Some would say that wearing gloves separates me from the land, and I suppose it does, but sometimes we need protection even from the things we love the most--like sun and soil. Working the soil in the spring, whether with tractor or with the hands, is an act that brings us together with the land. Just now farmers are beginning to chisel plow their fields here in southeastern Minnesota. When they start to do that, I know I can pull on my gloves, grab a fork, and turn over some soil on my own. Maybe I work in some of the composted leaves I piled on last fall. Maybe I just need to do some aerating. Whatever I do, I will see the soil respond: in clumps if it is too wet, like raw oatmeal if is too dry, or like chocolate chip cookie dough if it is just right. When the soil can be packed together, but it contains different sized chocolate chip-like chunks and it can be rubbed between the hands and made to fall apart again, back into the bowl of earth, it is ready to be baked again into another tasty morsel.
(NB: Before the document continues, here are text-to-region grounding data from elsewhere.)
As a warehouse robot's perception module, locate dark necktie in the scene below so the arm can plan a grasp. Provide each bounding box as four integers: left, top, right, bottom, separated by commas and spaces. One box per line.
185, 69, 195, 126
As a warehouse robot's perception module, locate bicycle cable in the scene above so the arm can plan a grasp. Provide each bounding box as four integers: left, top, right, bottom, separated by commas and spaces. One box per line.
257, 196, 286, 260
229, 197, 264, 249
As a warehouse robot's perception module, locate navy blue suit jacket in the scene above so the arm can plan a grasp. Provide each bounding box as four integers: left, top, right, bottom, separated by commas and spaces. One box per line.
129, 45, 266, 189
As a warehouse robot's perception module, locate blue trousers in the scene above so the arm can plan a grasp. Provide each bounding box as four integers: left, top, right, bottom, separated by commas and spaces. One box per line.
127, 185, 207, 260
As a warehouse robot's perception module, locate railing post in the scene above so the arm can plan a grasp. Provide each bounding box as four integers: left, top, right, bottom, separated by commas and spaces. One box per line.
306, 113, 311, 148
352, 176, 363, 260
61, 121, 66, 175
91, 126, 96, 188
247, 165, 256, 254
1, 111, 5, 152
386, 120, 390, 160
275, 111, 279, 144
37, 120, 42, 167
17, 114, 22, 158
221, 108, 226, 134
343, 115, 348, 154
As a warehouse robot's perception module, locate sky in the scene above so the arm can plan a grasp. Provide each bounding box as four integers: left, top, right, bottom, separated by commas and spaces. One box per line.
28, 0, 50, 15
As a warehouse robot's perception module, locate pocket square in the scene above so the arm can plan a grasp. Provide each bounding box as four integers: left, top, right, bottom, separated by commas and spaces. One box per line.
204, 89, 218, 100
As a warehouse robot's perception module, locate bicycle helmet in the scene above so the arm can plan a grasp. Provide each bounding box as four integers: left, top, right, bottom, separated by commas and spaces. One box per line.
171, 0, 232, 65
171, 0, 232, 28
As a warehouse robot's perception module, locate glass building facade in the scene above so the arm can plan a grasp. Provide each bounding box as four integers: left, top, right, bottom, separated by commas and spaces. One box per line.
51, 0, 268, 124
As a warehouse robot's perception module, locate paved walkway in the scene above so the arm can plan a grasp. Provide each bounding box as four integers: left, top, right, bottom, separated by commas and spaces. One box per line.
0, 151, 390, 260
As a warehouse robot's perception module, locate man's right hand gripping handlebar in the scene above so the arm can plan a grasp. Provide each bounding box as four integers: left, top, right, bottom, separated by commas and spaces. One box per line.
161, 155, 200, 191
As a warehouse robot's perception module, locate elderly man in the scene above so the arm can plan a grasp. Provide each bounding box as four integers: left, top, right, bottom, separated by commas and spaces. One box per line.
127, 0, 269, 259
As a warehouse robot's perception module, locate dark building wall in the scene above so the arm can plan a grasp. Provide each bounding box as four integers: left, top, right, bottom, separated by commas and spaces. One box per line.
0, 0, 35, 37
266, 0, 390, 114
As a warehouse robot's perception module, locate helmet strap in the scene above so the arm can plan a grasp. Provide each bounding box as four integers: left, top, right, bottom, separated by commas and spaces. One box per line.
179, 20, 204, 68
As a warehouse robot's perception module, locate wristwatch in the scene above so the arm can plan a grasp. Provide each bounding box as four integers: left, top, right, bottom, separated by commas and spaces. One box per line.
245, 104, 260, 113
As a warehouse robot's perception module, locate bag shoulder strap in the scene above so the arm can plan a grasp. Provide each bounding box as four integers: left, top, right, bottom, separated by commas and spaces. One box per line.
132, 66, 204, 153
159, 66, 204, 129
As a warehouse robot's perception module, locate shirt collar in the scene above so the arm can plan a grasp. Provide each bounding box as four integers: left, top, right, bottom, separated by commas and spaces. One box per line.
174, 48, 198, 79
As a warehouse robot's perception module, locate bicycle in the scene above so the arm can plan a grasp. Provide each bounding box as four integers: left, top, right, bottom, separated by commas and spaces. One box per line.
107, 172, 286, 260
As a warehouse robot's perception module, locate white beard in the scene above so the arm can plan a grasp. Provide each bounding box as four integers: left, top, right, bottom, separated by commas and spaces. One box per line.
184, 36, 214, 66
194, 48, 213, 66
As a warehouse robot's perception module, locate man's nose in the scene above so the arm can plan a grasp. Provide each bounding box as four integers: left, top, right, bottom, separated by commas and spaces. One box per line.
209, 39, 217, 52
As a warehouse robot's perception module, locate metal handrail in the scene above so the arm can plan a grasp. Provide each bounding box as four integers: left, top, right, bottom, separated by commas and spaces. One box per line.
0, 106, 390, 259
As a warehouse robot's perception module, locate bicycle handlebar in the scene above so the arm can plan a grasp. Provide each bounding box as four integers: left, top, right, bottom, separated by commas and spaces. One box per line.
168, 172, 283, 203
I don't wear gloves when I make chocolate chip cookies--but I suppose I could wear those clear plastic food service gloves if I wanted to. I do taste chocolate chip cookie dough, however. Moses tastes the earth. I believe he is getting the better diet: Food for the soul. Maybe it's time for me to take off the gloves?
1 comment:
I don't know--that soil could be hard on your hands! I hope your weather improves and you can get into the garden soon.